When reading poetry I often have difficulty distinguishing signal from noise. Much of what’s going around now is different variations on this confrontation. There are golden proportions, where poetic signal is accentuated by the noise, shaped by it in ways that clear reception cannot anticipate. Unlike with cooking, these ratios are individual rather than universal. One poet may thrive with higher signal, while another may better divine meaning from the noise they mine.
This is hardly a newsflash: Poets have differing styles, film at eleven. Some poets work the chaos down to the letter, the phoneme and allophone even. Others do better to keep court with general syntax, but break down associations between sentences, lines, stanzas, so on and so forth. Writers flourish under various circumstances, and that’s only half of the equation. There is no accounting for what the reader may glean, to a point. The poet can only hope they’ve cast some new meaning into the world.
Erica Bernheim’s The Mimic Sea splits the difference between signal and noise. It can be equal parts maddening and illuminating, not unlike searching for a radio station between towns on interstates out west; half of one song comes in like crystal, but the next is a chorus of snow. The question then is, for each reader, how much scratched aquarium glass are you willing to stare out of for a hint of something that you connect with.
The Mimic Sea offers no easy out, quite platitudes, or distinct advantages towards survival. Each line is a piece of a puzzle, but who knows how many puzzles there are and how many pieces of each? The pieces still illuminate in their own way. It’s not strictly surreal, things are quite firmly grounded here, but the poems will not define themselves for you. Of the few that come near to proclamation, Car Rolls Off Clay Wade Bailey Bridge opens with:
And what of the driver, trapped between metal
and more metal, metal and water, water and time?

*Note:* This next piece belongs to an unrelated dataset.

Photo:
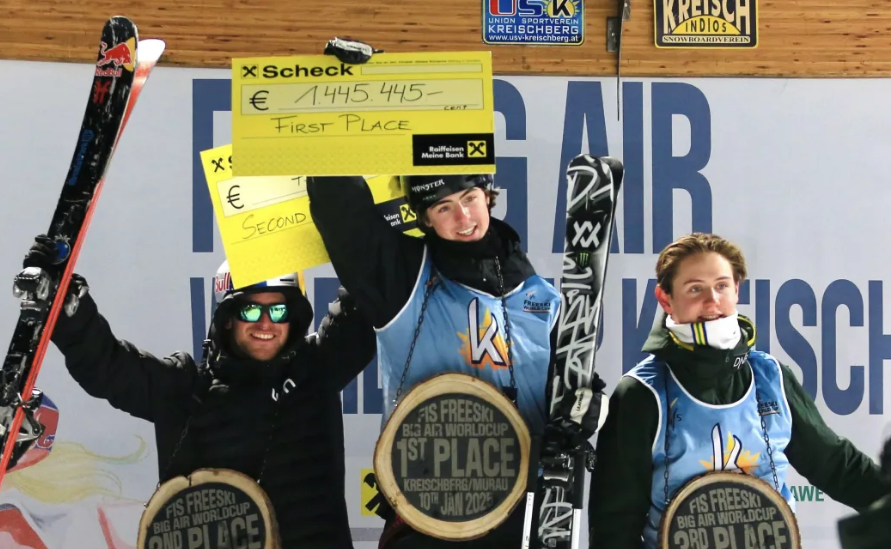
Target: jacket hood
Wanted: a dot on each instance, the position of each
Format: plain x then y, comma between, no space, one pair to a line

A concrete island, a wish for loosening,
a confrontation with his mother nineteen
years ago, too close to tell anybody, now
bored by tears in this condition of you.
Pulled in straight from the title we associate with the driver of the car plummeting off this bridge, or having plummeted, slowing down into the trap between fundamental elements like metal, water, and time. On stage in near-death, the parade of family members, the past as the future (which opens the book), the boredom of finality all emerge. As a car crash/accident poem there is much to parse but it’s not unpleasant to wind through, as the poem commands, to “imagine yourself”.
Where Bernheim’s sentences and lines are scrutable, the poems as a whole are less so. This is where the breakdown between signal and noise occurs for The Mimic Sea. Don’t mistake this breakdown for failure, as the book flows, surprises, and delights. But platitudes would defeat this book, where elements flash and synapses between words are continuously firing. Though, very often it props the reader at an edge.
The pit of the world
is something you think
you have seen. After learning
to read, we rarely look around
when walking. We are visually
illiterate. Unraveled, unravished,
we will come loose in that air.
The Mimic Sea is primarily constructed of things you think you have seen, shades, echoes, etc. You are left at the pit of the world, a gaping expanse at one side and the whole of the earth on the other. Insight follows befuddlement, learning one skill surpasses the other, picking up shades of life outside the aquarium but at the loss of everything within. It’s a book that itself comes loose, unravelled, but not through the poems. Rather the scope, at once myopic and focused on infinity, confronts the void with the earth. Bernheim strikes up the band between stations, and the melodies may be buried, but the poems are about the search and the discovery, and you’ll be rewarded through both.